We’ve already mentioned how producing great content should be an important pillar of any site’s approach to SEO. However, there is much more to this than just setting up a blog and posting something new every couple of weeks.

Ten years ago, you could have got away with filling your site with paper-thin content that was only 200 words long and not really relevant or interesting to any of your potential customers; if it featured your target keyword, the chances are that publishing any content at all could benefit your rankings. Now, though, Google has – through a series of algorithm updates – clamped down on low-quality content, forcing websites and agencies to drastically improve their output.

Today, businesses must pay a lot more attention to the art of writing engaging, substantial and original content that could genuinely be helpful to searchers who land on the page – and most SEO departments worth their salt would agree it’s not before time!

Off-site SEO

Honing your off-site SEO is the other strategy you will need to focus on if you want to feature above your competitors for all your key terms. The simplest way of describing this area of SEO is that it all revolves around persuading authoritative, high-quality websites to link to yours; again, however, succeeding at this has become far more complex in recent years.

In the past, you could submit your business to any number of spammy, generic directories and participate in countless ‘link exchanges’ with other websites which had absolutely no relevance to your own yet see positive results almost instantly. As with content, though, frequent and persistent abuse of the link building process has forced Google to adopt a tougher line, and any sites which now engage in such ‘black hat’ techniques run a huge risk of being detected and penalised – something which has led to many formerly high-ranking companies disappearing from the search engine’s listings, literally overnight.
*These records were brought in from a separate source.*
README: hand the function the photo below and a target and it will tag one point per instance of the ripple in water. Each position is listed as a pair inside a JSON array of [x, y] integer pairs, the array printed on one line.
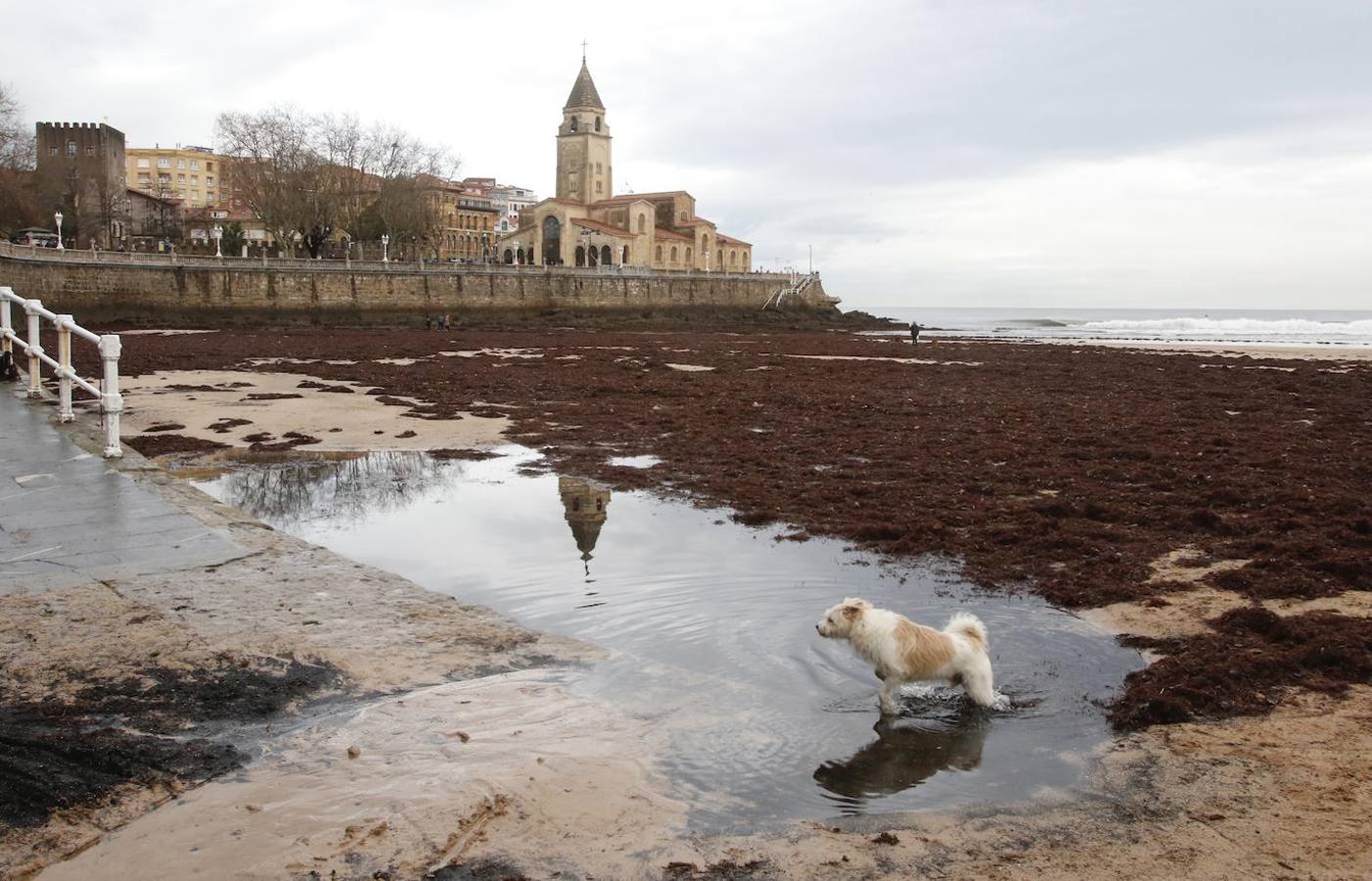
[[712, 630]]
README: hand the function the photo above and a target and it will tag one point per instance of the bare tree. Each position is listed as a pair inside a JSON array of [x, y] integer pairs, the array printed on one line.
[[18, 157], [307, 176]]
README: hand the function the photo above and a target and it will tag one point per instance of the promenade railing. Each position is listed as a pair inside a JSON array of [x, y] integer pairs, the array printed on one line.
[[108, 392], [304, 263]]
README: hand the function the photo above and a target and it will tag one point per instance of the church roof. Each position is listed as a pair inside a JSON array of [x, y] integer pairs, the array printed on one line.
[[583, 92], [605, 228], [645, 197]]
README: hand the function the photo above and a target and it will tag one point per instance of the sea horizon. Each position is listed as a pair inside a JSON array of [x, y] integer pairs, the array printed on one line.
[[1349, 327]]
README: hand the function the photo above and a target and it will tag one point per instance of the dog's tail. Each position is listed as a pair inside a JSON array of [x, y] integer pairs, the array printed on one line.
[[969, 626]]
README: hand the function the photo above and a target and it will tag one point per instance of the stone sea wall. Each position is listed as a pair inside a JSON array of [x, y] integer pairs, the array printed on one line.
[[114, 287]]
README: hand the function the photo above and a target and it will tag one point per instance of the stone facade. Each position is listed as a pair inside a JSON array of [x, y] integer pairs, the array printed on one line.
[[81, 167], [332, 294], [587, 225]]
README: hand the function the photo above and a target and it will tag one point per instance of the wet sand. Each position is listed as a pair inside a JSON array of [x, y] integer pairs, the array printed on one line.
[[1156, 487]]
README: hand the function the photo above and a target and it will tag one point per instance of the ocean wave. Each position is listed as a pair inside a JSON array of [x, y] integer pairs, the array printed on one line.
[[1039, 323], [1303, 328]]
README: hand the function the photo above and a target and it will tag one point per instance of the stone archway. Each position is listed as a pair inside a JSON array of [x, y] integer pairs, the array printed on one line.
[[552, 242]]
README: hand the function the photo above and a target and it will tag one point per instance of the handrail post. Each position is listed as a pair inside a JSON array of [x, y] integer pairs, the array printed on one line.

Along with running a generally trustworthy, well-regarded business – and boosting your profile with more traditional ad campaigns – the best way of gaining links back to your site (helpfully known as ‘backlinks’) is to create excellent, innovative content and, just as importantly, to promote it in the right places. Once you’ve published your latest blog, video, infographic etc., you should start seeking out influencers who may be genuinely interested in and wish to share it, whether this means contacting bloggers, other companies or even media outlets. Getting links from this kind of source is a sure-fire method of improving your rankings.